Texas Democratic Rep. Henry Cuellar said Biden is a "master of detail" and helped clarify some concerns he had about the verification provisions in the deal, but he still planned to carefully study it and said he was undecided.
Pascrell also cited the verification issue as a potential sticking point but said he is leaning 'yes' on the agreement.
"On our side of the aisle there is concern and skepticism shared by a number of members but an openness to be persuaded if the facts take them that way," Rep. Gerry Connolly of Virginia said. "I think (Biden) made some real progress on behalf of the administration today."
But Democratic Rep. Steve Israel of New York, a former member of Democratic leadership, told reporters he wasn't sold yet.
"For me, I still have some very significant questions with respect to lifting of the embargo on conventional arms. And missiles. The (International Atomic Energy Agency) verification process for me is not any time anywhere, I think there are some very significant delays built into that," Israel said.
Larson noted that both Biden's presentation, along with Hillary Clinton's a day earlier, who he said spoke favorably about the deal, helped lay the groundwork for most Democrats to back the White House.
At the same time on Wednesday that the President held a news conference trying to persuade the public he had brokered an strong and effective deal with Iran, Sen. Joe Manchin, a Democrat from West Virginia, and a handful of other senators, were in a separate part of the White House meeting with some of the President's top negotiators, who had just returned from Vienna.
"I was very satisfied with an awful lot of the answers we received," Manchin told CNN.
The intimate meeting for senators was another example of the White House's effort to shore up support in the Senate where leaders believe as many as 15 Democrats could oppose the deal. If they did, it could provide Senate Republicans the votes needed to override a veto of the disapproval resolution and scuttle the deal.
But Manchin, a centrist who has close relations with senators on both sides of the aisle, said at this point he has not detected major blowback from Senate Democrats to the deal.
"At caucus yesterday I didn't get a reading there is hard, hard opposition. I did not," he said.
In fact, Manchin said he thought Republicans actually might struggle getting the 60 votes they will need to pass the disapproval resolution, much less the dozen or so votes that might be needed to sustain a veto.

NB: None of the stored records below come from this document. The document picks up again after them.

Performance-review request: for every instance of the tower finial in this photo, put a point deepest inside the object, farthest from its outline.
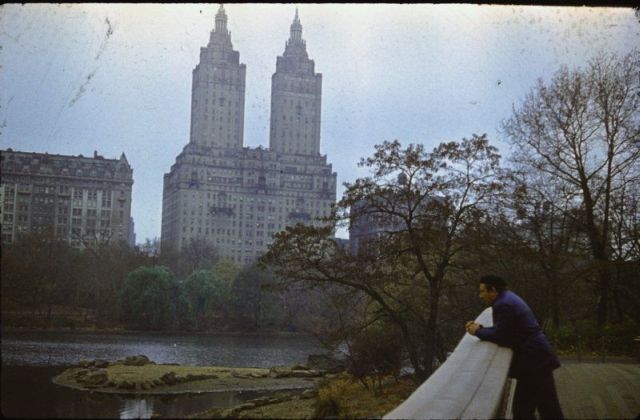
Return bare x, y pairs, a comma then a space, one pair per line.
296, 29
221, 20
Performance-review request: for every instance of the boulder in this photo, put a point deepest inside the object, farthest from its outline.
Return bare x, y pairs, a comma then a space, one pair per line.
139, 360
280, 372
309, 393
99, 363
240, 375
305, 373
81, 375
169, 378
96, 378
326, 362
126, 385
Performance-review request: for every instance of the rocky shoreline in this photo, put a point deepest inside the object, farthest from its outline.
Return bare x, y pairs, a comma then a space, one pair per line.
139, 375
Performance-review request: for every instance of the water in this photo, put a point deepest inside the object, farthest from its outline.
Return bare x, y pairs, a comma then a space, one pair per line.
65, 348
31, 360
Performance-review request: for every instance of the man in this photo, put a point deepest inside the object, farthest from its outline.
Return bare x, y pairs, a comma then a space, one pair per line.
534, 361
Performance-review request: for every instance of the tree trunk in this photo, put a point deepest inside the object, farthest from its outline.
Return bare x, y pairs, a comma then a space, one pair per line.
603, 302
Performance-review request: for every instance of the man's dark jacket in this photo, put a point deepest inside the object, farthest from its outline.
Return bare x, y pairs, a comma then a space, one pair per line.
515, 326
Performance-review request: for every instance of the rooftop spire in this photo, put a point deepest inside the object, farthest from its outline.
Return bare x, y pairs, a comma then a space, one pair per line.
296, 29
221, 20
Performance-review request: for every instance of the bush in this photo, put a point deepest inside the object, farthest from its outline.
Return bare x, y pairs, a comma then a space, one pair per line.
330, 401
588, 338
375, 353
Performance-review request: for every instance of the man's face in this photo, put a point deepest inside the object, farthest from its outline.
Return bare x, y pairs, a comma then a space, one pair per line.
487, 296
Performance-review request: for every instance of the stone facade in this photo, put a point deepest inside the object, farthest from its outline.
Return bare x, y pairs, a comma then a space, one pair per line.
234, 197
79, 199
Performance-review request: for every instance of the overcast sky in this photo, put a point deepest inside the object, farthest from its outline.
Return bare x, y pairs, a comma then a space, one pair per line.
117, 77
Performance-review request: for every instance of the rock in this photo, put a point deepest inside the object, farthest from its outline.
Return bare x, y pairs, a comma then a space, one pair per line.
126, 385
309, 393
326, 362
139, 360
279, 372
169, 378
305, 373
96, 378
99, 363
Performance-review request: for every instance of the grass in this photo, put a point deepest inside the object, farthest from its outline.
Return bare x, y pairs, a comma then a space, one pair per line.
147, 379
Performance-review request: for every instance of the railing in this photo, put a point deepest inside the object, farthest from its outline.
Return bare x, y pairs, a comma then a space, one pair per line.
472, 383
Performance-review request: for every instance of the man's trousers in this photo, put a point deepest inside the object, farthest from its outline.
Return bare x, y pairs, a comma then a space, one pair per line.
536, 391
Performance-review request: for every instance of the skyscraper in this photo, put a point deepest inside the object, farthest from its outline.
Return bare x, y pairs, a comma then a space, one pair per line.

One key senator whose position will be closely monitored by the White House and his colleagues from both parties on the Hill, is Sen. Chuck Schumer of New York, the third-ranking Democrats who is poised to become the Democratic leader in the next Congress. Schumer has many Jewish voters in his state who are wary of the impact of the Iran agreement on the security of Israel. Schumer said he is skeptical of the deal and won't decide whether to support it before doing his homework.
"I will sit down, I will read the agreement thoroughly and then I'm gonna speak with officials -- administration officials, people all over on all different sides," he said when asked about his decision-making process. "Look, this is a decision that shouldn't be made lightly and I am gonna just study this agreement and talk to people before I do anything else."
Sen. John McCain, R-Arizona, a leading critic of the agreement with Iran, said "the pressure will be enormous from the administration," as it tries to keep Democrats from defecting. As chairman of the Armed Services Committee, McCain said he intends to hold hearings to demonstrate what he calls the "fatal flaws" in the deal.
House conservatives speaking at a forum sponsored by the Heritage Foundation, a conservative think tank, one after another ripped the Iran deal. But they conceded that ultimately they may not be able to block it.
"The game is rigged in favor of getting this done" Ohio Rep. Jim Jordan said.